Go Code Implementation
package main
import (
"crypto/sha256"
"encoding/binary"
"fmt"
"hash"
)
// BloomFilter represents a Bloom filter data structure
type BloomFilter struct {
bitArray []bool
hashFuncs []hash.Hash
bitArraySize int
}
// NewBloomFilter creates a new BloomFilter with the given size and number of hash functions
func NewBloomFilter(size int, numHashFuncs int) *BloomFilter {
bf := &BloomFilter{
bitArray: make([]bool, size),
bitArraySize: size,
}
for i := 0; i < numHashFuncs; i++ {
bf.hashFuncs = append(bf.hashFuncs, hashFunction(i))
}
return bf
}
// Add adds an element to the Bloom filter
func (bf *BloomFilter) Add(item string) {
for _, hashFunc := range bf.hashFuncs {
index := bf.hash(hashFunc, item)
bf.bitArray[index] = true
}
}
// Check checks if an element is possibly in the set
func (bf *BloomFilter) Check(item string) bool {
for _, hashFunc := range bf.hashFuncs {
index := bf.hash(hashFunc, item)
if !bf.bitArray[index] {
return false // Definitely not in the set
}
}
return true // Possibly in the set
}
// hash applies a hash function to the item and returns an index for the bit array
func (bf *BloomFilter) hash(hashFunc hash.Hash, item string) int {
hashFunc.Reset()
hashFunc.Write([]byte(item))
sum := hashFunc.Sum(nil)
index := binary.BigEndian.Uint32(sum) % uint32(bf.bitArraySize)
return int(index)
}
// hashFunction returns a new hash function with a specific seed
func hashFunction(seed int) hash.Hash {
h := sha256.New()
h.Write([]byte(fmt.Sprintf("%d", seed)))
return h
}
func main() {
bf := NewBloomFilter(1000, 5) // Create a Bloom filter with 1000 bits and 5 hash functions
// Add some items to the filter
bf.Add("apple")
bf.Add("banana")
bf.Add("cherry")
// Check for items
fmt.Println(bf.Check("apple")) // Output: true
fmt.Println(bf.Check("banana")) // Output: true
fmt.Println(bf.Check("grape")) // Output: false (definitely not in the set)

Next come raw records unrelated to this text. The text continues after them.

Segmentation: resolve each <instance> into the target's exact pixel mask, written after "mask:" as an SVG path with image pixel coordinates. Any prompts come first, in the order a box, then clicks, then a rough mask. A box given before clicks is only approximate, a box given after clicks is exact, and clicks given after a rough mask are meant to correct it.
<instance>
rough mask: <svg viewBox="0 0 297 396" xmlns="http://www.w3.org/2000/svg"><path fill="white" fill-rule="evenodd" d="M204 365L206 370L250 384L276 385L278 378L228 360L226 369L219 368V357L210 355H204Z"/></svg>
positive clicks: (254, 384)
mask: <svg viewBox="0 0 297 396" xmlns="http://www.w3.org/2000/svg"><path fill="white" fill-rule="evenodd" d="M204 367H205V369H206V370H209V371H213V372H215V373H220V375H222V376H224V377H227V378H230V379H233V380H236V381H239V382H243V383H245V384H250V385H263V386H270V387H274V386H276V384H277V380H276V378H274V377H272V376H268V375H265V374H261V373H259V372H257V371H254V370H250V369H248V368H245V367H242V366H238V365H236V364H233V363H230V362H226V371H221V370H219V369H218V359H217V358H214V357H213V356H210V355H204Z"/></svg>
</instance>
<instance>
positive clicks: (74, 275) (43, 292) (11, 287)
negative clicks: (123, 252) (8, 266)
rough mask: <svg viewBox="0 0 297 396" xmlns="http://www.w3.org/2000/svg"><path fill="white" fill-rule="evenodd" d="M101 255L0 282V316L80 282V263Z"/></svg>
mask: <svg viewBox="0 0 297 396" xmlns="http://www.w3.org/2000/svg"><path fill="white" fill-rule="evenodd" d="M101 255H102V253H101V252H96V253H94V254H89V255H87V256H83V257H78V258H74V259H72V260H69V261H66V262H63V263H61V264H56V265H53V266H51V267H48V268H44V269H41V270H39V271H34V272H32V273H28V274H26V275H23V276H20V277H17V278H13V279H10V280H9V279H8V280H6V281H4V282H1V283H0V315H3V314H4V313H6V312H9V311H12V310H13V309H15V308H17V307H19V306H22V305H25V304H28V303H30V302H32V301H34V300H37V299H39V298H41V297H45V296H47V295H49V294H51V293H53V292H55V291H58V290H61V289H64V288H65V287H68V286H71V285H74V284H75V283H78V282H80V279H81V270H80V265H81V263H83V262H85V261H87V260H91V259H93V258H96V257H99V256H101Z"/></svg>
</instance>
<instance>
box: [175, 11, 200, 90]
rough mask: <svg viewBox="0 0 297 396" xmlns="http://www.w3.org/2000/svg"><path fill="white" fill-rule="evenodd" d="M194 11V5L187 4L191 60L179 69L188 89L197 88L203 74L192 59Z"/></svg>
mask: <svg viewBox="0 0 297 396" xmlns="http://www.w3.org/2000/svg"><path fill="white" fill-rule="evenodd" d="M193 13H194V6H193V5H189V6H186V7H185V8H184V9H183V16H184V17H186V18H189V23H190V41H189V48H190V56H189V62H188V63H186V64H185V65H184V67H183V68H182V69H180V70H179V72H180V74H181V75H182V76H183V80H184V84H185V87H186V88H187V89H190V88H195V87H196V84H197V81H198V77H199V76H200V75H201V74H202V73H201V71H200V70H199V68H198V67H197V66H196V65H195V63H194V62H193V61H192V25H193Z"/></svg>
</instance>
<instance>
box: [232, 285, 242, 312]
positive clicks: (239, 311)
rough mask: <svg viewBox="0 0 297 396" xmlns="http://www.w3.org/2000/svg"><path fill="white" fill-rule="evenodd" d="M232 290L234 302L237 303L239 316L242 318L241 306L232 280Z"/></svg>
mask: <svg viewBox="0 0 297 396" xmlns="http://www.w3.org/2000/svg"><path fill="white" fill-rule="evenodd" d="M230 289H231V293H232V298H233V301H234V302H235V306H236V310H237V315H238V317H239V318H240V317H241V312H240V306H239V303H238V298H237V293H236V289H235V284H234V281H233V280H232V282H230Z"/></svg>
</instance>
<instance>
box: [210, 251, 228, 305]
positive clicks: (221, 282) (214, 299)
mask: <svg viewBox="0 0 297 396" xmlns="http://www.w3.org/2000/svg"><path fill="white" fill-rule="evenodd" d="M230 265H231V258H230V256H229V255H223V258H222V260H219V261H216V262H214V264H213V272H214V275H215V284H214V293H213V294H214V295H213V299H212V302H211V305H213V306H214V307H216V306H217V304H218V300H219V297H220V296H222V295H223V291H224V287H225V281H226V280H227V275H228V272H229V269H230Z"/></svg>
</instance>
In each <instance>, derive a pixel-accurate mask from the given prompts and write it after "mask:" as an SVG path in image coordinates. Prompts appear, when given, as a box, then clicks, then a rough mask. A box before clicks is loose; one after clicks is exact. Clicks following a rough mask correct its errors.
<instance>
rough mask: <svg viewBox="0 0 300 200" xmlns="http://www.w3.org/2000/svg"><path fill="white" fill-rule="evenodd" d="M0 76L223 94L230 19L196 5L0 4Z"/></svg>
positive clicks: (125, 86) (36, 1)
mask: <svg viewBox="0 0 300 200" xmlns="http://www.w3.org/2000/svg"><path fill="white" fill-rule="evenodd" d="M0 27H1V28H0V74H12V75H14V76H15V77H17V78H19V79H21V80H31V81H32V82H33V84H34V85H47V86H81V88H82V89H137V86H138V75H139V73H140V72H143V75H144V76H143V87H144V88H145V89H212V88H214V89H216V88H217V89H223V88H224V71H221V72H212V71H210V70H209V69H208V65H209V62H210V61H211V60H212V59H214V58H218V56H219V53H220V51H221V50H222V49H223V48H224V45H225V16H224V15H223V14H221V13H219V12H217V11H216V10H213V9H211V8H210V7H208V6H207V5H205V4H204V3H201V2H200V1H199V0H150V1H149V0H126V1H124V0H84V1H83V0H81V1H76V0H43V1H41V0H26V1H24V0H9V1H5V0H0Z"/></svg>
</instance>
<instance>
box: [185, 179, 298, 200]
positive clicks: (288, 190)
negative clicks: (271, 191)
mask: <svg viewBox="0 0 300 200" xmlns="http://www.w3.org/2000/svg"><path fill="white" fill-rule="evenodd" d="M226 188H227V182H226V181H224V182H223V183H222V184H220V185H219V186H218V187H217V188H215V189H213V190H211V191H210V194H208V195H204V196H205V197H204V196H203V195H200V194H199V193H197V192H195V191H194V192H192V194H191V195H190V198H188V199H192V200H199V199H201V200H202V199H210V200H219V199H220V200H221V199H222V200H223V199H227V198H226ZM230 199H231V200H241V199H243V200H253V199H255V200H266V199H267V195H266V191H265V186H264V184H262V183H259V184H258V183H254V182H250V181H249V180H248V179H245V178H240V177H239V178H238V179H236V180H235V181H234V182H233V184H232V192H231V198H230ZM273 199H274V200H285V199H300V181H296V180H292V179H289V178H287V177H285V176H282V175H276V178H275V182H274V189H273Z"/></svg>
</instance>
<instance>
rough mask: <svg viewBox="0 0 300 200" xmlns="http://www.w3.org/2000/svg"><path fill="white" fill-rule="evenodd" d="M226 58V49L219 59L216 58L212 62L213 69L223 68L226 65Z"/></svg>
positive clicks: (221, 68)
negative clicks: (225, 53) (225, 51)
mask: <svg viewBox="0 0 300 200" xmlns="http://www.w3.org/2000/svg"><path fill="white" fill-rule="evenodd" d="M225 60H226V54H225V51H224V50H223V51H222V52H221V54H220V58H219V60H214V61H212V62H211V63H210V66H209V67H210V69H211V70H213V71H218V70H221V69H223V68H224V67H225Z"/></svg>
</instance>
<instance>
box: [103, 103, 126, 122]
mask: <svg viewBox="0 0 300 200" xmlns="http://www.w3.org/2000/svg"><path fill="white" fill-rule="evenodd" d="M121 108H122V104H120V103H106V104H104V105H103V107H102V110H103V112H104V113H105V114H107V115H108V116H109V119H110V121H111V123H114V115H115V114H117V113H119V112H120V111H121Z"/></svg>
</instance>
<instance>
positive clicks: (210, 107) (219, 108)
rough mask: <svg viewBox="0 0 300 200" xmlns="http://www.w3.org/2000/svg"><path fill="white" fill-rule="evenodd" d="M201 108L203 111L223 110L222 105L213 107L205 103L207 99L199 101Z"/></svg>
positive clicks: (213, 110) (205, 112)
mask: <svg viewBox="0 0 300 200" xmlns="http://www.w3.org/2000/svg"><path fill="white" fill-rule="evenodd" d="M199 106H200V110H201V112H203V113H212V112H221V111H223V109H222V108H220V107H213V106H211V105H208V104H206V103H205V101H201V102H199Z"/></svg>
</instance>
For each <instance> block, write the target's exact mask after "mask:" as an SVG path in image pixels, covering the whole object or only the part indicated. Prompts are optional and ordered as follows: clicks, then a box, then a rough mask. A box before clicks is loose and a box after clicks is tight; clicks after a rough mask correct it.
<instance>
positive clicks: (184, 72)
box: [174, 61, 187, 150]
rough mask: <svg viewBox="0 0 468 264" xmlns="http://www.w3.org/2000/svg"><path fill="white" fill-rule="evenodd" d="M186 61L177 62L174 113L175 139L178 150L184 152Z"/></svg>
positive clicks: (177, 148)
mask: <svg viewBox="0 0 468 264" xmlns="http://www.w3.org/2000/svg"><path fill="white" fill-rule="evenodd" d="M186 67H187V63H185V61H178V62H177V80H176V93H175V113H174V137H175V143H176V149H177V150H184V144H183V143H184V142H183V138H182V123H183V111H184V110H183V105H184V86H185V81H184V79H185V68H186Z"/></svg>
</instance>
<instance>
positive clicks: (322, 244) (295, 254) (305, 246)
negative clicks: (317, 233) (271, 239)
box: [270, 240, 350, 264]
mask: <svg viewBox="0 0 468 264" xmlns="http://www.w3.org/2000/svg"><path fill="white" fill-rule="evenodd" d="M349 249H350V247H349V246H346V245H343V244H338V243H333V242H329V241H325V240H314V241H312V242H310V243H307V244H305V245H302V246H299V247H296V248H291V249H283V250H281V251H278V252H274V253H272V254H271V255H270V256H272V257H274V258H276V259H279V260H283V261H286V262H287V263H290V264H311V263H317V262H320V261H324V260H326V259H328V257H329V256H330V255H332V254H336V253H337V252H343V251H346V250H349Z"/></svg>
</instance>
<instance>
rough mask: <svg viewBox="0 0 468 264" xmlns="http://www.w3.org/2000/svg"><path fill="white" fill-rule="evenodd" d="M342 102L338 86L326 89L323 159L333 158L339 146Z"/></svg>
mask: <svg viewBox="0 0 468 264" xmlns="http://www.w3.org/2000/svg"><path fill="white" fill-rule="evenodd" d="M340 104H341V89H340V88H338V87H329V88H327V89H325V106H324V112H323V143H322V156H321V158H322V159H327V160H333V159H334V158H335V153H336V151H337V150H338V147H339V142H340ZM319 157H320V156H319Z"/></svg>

fmt.Println(bf.Check("cherry")) // Output: true
}
Explanation of the Code
Here’s a breakdown of the code:
- BloomFilter Struct: The
bitArray
is a slice of booleans representing the set. ThehashFuncs
slice contains the hash functions used to map elements to positions in the bit array. - NewBloomFilter Function: This function initializes a Bloom filter with a specified bit array size and number of hash functions. The hash functions are created using the
hashFunction
helper function with different seeds to ensure variety. - Add Method: This method adds an element to the Bloom filter by hashing the element with each hash function and setting the corresponding bit in the bit array.
- Check Method: This method checks whether an element is possibly in the set. It hashes the element with each hash function and checks the corresponding bits in the bit array. If any bit is not set, the element is definitely not in the set.
- hashFunction Helper Function: This function generates a new hash function seeded with a unique integer. It uses the SHA-256 hashing algorithm to produce a strong hash value.
Usage Example
Here’s an example of how you might use this Bloom filter implementation in a Go program:
func main() {
bf := NewBloomFilter(1000, 5) // Create a Bloom filter with 1000 bits and 5 hash functions
// Add some items to the filter
bf.Add("apple")
bf.Add("banana")
bf.Add("cherry")
// Check for items
fmt.Println(bf.Check("apple")) // Output: true
fmt.Println(bf.Check("banana")) // Output: true
fmt.Println(bf.Check("grape")) // Output: false (definitely not in the set)
fmt.Println(bf.Check("cherry")) // Output: true
}
Conclusion
This Go program demonstrates a basic implementation of a Bloom filter, a powerful and space-efficient data structure used for probabilistic set membership checks. While Bloom filters allow for false positives, they are highly useful in scenarios where space efficiency and speed are crucial.